I have had - and still do to a certain extent - a similar situation in my marriage. DH and I haven't had sex for nearly three years Confused and he wouldn't accept that he's at fault for ANYTHING in our relationship, it was all me being over emotional or whatever. As it was him not wanting sex, I suggested that he had a testosterone problem and he should go to the GP. He did, a LONG time later. GP said it wasn't that but suggested he go to a sex therapist instead (knowing from me that he didn't want sex, because I'd cried to her about it before when she'd made an off the cuff remark).

We aren't warring this therapist.
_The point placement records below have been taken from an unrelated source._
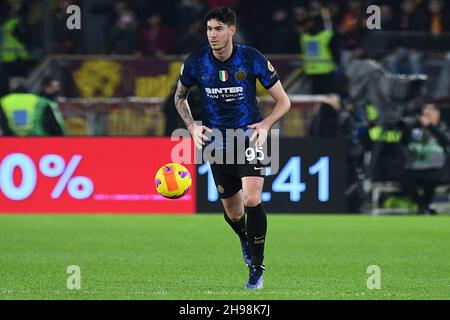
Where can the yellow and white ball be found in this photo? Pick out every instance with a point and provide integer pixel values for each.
(173, 181)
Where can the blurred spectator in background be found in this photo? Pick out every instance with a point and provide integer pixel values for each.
(122, 37)
(351, 26)
(427, 140)
(408, 57)
(194, 38)
(155, 38)
(13, 52)
(51, 88)
(281, 32)
(65, 41)
(320, 52)
(23, 114)
(437, 23)
(188, 12)
(221, 3)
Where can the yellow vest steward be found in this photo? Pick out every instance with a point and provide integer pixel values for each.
(317, 55)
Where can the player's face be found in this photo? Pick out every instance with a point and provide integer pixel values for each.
(219, 34)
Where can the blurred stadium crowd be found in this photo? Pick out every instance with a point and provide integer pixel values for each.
(396, 117)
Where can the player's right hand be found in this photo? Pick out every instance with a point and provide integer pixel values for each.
(197, 133)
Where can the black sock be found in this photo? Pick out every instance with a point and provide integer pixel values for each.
(237, 226)
(256, 231)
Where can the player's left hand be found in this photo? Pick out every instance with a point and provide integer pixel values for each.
(261, 132)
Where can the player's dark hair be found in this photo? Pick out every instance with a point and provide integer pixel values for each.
(223, 14)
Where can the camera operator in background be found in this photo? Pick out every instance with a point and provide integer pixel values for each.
(427, 140)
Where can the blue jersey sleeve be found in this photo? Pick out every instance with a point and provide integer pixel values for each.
(187, 77)
(264, 70)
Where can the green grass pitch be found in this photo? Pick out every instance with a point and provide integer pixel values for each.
(198, 257)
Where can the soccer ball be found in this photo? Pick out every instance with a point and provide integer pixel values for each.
(173, 181)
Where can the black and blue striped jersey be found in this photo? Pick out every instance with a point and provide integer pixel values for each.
(228, 88)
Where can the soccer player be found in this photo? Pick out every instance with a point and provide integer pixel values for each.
(226, 75)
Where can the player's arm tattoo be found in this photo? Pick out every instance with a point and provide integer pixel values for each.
(182, 105)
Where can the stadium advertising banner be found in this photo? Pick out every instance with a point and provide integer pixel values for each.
(86, 175)
(104, 77)
(311, 179)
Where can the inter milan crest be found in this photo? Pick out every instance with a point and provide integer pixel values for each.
(223, 75)
(240, 75)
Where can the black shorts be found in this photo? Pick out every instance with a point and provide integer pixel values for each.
(228, 176)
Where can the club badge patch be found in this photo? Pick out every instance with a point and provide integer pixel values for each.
(223, 75)
(240, 75)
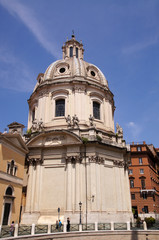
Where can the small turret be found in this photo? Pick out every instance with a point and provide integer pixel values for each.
(72, 48)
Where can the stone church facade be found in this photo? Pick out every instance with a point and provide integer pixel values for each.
(75, 155)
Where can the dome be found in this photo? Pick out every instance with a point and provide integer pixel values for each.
(72, 67)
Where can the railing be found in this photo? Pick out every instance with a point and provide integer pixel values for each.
(88, 227)
(120, 226)
(48, 229)
(104, 226)
(24, 230)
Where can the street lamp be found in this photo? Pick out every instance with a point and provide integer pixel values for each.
(80, 205)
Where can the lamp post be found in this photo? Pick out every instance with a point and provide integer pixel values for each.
(80, 205)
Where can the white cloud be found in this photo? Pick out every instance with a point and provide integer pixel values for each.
(15, 74)
(134, 129)
(27, 16)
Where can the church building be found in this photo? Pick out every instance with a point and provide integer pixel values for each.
(76, 159)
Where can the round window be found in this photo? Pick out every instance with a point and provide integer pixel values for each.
(62, 70)
(93, 73)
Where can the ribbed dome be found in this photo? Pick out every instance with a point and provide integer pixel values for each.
(72, 67)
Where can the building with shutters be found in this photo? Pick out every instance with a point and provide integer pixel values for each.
(144, 180)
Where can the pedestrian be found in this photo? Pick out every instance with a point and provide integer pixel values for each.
(12, 229)
(60, 224)
(68, 225)
(57, 224)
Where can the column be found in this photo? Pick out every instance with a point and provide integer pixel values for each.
(37, 183)
(28, 197)
(77, 187)
(69, 190)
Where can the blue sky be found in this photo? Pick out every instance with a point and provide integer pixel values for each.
(120, 37)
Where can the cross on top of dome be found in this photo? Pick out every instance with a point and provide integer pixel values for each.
(72, 48)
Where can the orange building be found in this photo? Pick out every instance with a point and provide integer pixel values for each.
(144, 180)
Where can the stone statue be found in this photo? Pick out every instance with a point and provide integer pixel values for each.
(119, 130)
(68, 120)
(75, 120)
(34, 127)
(91, 119)
(40, 125)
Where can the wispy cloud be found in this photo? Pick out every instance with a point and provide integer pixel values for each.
(134, 129)
(140, 46)
(27, 16)
(15, 74)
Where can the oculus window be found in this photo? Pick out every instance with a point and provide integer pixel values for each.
(131, 183)
(60, 108)
(71, 51)
(96, 110)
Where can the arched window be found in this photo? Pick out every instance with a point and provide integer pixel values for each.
(12, 167)
(60, 108)
(71, 51)
(33, 114)
(76, 52)
(131, 183)
(96, 110)
(9, 191)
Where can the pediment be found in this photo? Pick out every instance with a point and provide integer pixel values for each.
(55, 138)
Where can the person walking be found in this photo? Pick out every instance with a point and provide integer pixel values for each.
(12, 229)
(68, 225)
(60, 224)
(57, 225)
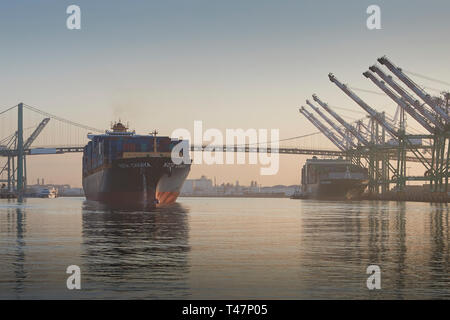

It's stil shocking to me as I'd been trying to get him to a regular one for years, but he wouldn't go, never mind a sex therapist!!

Anyway,I'm not in the UK, so it's a different system (marginally), but the testosterone route is one that is "concrete" in a way and I realise in hindsight that I could have saved a lot of time had I talked about a test for that earlier.

Of course, you can't have sex if you're not communicating, so this is what the therapist is working with at the moment. There have been big changes in our relationship, because the therapist (male and I definitely think that makes a difference) somehow gets him to understand what he's doing by ignoring me or putting the blame for everything at my feet and DH has started to look at himself. I don't know if we'll last forever,but the improvement is great!

I'm also having personal therapy ali guide it to help build up my confidence again because this relationship has not been good for it. I think he also sees my positive change and that helps too - and worst case scenario, if I do end up leaving, at least I'll do it feeling good about myself.